If the holidays without lots of red and green seems like heresy, try using those colors in unexpected shades ? say, a holiday table in lime green and deep cranberry. Burnham likes using “a really dark, British racing green, with a brick red or a warm brown-red.”

“With all the glitter that comes with holiday decorating,” Valencich promises, “it’s going to feel like Christmas” even if you don’t use the standard red and green.

Focus on winter

Holiday decor takes on a fresh look when it’s focused on celebrating the season, so think snowflakes rather than Santa.

“I like a nod to the holidays,” Burnham says, but “then have a couple of elements that really stand for winter,” such as pine branches, birch logs and chestnuts.
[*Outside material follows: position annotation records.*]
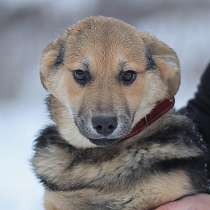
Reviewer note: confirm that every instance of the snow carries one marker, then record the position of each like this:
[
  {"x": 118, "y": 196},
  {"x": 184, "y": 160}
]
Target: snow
[{"x": 22, "y": 117}]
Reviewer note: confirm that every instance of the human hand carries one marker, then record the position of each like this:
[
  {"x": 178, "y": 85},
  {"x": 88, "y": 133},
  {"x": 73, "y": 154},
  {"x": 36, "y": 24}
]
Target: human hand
[{"x": 196, "y": 202}]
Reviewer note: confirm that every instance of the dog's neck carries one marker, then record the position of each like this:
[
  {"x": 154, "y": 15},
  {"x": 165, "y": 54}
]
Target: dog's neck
[{"x": 156, "y": 113}]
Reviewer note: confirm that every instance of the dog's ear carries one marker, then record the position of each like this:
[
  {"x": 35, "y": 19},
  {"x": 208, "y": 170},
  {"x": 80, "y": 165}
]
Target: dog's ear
[
  {"x": 52, "y": 58},
  {"x": 166, "y": 61}
]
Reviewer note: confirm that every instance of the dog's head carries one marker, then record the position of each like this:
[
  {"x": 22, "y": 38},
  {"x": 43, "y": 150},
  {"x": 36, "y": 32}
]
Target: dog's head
[{"x": 104, "y": 77}]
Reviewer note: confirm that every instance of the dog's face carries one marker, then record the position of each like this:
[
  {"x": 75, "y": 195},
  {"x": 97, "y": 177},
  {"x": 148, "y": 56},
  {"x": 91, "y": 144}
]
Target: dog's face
[{"x": 106, "y": 76}]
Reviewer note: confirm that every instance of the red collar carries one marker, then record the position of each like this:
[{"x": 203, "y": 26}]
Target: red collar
[{"x": 160, "y": 109}]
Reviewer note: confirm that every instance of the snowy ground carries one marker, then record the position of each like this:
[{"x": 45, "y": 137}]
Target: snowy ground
[{"x": 22, "y": 117}]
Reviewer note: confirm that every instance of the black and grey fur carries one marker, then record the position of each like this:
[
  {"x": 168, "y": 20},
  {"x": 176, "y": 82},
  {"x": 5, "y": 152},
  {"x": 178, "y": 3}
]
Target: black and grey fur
[{"x": 123, "y": 167}]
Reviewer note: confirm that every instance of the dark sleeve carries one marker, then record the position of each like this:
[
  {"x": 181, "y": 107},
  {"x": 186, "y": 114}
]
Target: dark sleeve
[{"x": 198, "y": 108}]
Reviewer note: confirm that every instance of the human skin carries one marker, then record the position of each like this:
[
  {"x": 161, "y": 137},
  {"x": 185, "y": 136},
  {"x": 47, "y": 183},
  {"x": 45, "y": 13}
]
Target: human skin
[{"x": 197, "y": 202}]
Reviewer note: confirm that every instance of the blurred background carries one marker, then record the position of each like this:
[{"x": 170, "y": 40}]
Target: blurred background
[{"x": 26, "y": 26}]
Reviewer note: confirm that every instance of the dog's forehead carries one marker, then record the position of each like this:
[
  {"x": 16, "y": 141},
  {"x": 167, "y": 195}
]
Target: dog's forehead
[{"x": 104, "y": 40}]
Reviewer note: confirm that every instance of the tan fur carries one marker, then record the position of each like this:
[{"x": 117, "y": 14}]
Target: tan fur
[{"x": 105, "y": 45}]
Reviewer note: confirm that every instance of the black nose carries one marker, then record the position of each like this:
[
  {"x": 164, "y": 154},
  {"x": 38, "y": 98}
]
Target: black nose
[{"x": 104, "y": 125}]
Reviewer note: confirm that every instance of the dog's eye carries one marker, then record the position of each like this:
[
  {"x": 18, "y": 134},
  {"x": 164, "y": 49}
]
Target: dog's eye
[
  {"x": 81, "y": 77},
  {"x": 127, "y": 77}
]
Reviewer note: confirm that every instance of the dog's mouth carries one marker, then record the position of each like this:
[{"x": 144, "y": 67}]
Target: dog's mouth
[{"x": 104, "y": 141}]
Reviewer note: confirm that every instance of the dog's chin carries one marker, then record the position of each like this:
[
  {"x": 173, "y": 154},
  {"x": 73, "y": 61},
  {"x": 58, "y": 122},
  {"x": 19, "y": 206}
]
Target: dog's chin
[{"x": 103, "y": 142}]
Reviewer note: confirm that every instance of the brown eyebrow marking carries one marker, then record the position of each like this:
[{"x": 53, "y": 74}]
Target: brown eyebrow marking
[
  {"x": 151, "y": 65},
  {"x": 60, "y": 57}
]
A holiday table set with white dishes and white linens evokes snowy winters. In California, Burnham says, holiday decorating is “all about pretending we live somewhere cold.”

Use presents and cards as decor

Let the wrapping you choose this year bring a new look to your decorating. Assuming you can get the gift wrapping done early, Valencich suggests buying three different papers that you love, then “using the gifts to decorate the house.”

“Pile them on an entryway table with some hurricane candles next to it,” she says, “or on a side table in the corner of the living room.”

Pretty wrapping can be inexpensive (try plain brown paper with luxurious plaid ribbons) and “you get to unwrap your decorating” as you give gifts.

Another idea: Repurpose last year’s holiday cards as new ornaments by cutting them into circles and triangles with crafting scissors that give a beveled edge. Hang them on the tree with ribbon.

For this year’s cards, string a length of twine just a few feet below the ceiling “like a Z from one wall to the other,” Flynn says, “then take clothespins to attach the cards onto the line.”

Using “old clothespins, maybe with paint on them,” he says, gives “more of a ‘Charlie Brown Christmas’ look” that can bring a bit of irony to a room that’s otherwise traditionally decorated.

Unexpected shapes

“Think about the classic shapes and do something different,” Burnham says, such as skipping the wreath in favor of a cluster of pine branches on the front door.

Rather than using a lot of round ornaments on your tree, try hanging small wooden animals or other trinkets found around your home. “Fill in with the shiny balls,” she says, “rather than starting with them.”

And “with the tree toppers, I usually don’t put a star or angel,” Valencich says. Last year, when decorating a tree for actress Jaime Pressly, she used “huge feathers, tied to the top of tree,” to create a dramatic topping. It’s simple, she says: You can “wire them up there or use some ribbon to tie them.”